Bert Pratten

Personal information
- Full name: Herbert Graham Pratten
- Born: 22 April 1892 Ashfield, Sydney, Australia
- Died: 11 September 1979 (aged 87) Neutral Bay, New South Wales, Australia
- Batting: Right-handed
- Role: Batsman

Domestic team information
- 1913/14–1914/15: New South Wales
- FC debut: 21 November 1913 New South Wales v Queensland
- Last FC: 8 January 1915 New South Wales v South Australia

Career statistics
| Competition | First-class |
| Matches | 5 |
| Runs scored | 221 |
| Batting average | 24.55 |
| 100s/50s | 0/2 |
| Top score | 53 |
| Catches/stumpings | 1/0 |
- Source: CricketArchive, 31 December 2007

= Bert Pratten =

Australian cricketer (1892–1979)

Herbert Graham Pratten (22 April 1892 – 11 September 1979) was an Australian cricketer. A right-handed batsman, he played first-class cricket for New South Wales between 1913 and 1915.

==Biography==
Pratten was born in Sydney on 22 April 1892. His father Herbert Edward Pratten was a jam manufacturer who was later elected to federal parliament and served as a cabinet minister.

Pratten made his first-class debut for New South Wales against Queensland in November 1913, also playing a minor match against Ipswich and West Moreton the same month.

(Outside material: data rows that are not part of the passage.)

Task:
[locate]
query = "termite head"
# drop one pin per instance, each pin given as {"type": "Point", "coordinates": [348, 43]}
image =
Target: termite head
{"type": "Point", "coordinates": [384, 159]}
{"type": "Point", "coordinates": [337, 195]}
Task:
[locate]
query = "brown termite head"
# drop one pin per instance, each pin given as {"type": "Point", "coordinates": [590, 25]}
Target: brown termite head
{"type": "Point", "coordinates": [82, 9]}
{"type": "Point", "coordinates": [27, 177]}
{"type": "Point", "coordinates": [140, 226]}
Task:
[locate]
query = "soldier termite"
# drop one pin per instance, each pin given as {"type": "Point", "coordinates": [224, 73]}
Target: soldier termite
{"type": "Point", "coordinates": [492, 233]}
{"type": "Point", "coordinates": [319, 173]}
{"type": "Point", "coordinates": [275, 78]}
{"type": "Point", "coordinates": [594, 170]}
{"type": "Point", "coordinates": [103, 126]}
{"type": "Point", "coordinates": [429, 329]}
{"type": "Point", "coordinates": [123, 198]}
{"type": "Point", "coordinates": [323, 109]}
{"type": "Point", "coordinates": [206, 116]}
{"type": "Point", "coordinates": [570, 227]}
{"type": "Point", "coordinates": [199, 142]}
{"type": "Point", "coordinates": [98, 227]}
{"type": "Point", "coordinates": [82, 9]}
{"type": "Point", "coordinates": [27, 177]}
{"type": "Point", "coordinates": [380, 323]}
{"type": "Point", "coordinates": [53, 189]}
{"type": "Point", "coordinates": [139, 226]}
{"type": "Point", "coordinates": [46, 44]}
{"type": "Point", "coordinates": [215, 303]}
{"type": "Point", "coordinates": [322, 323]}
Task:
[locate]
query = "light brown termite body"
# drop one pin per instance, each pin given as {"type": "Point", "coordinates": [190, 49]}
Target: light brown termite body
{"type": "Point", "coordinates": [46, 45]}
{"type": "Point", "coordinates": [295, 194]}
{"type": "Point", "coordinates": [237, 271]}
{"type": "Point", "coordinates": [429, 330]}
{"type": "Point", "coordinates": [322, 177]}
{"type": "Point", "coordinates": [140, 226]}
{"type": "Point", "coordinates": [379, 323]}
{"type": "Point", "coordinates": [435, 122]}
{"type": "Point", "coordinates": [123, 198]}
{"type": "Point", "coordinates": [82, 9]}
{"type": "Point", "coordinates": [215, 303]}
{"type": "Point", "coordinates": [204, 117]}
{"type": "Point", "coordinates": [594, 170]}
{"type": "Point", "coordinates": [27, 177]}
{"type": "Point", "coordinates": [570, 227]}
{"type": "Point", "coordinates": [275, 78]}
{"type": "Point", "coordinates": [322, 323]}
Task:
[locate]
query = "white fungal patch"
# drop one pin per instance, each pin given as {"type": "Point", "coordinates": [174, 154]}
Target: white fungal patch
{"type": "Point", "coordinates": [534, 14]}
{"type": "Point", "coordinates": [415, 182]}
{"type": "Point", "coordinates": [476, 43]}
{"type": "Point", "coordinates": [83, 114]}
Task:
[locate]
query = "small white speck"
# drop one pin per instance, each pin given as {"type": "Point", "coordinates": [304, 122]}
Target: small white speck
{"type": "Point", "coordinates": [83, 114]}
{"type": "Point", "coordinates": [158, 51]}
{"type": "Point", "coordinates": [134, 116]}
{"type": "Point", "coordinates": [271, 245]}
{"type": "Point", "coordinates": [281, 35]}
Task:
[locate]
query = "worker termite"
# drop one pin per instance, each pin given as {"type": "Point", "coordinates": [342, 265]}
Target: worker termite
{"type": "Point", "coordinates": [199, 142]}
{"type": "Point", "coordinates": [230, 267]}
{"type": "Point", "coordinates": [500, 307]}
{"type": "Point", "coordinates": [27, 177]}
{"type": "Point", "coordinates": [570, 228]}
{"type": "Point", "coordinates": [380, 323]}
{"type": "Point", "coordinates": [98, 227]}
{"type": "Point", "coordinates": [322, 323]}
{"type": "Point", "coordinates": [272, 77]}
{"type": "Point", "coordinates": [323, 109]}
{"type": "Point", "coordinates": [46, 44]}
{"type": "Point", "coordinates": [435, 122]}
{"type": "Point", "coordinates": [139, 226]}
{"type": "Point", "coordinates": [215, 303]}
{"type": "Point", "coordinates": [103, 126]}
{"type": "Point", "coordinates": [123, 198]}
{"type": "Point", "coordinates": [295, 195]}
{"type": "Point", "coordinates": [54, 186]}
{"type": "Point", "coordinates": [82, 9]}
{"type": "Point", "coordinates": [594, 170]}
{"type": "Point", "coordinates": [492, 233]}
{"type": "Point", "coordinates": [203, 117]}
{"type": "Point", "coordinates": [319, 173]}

In 1914, after another first-class match against Queensland and a minor match against Toowoomba, Pratten played his first Sheffield Shield match against South Australia in December. He also played against Victoria that month before playing his final first-class match against South Australia in January 1915. He played a match for the Federated Malay States against the Straits Settlements in 1919 and died in Neutral Bay on 11 September 1979.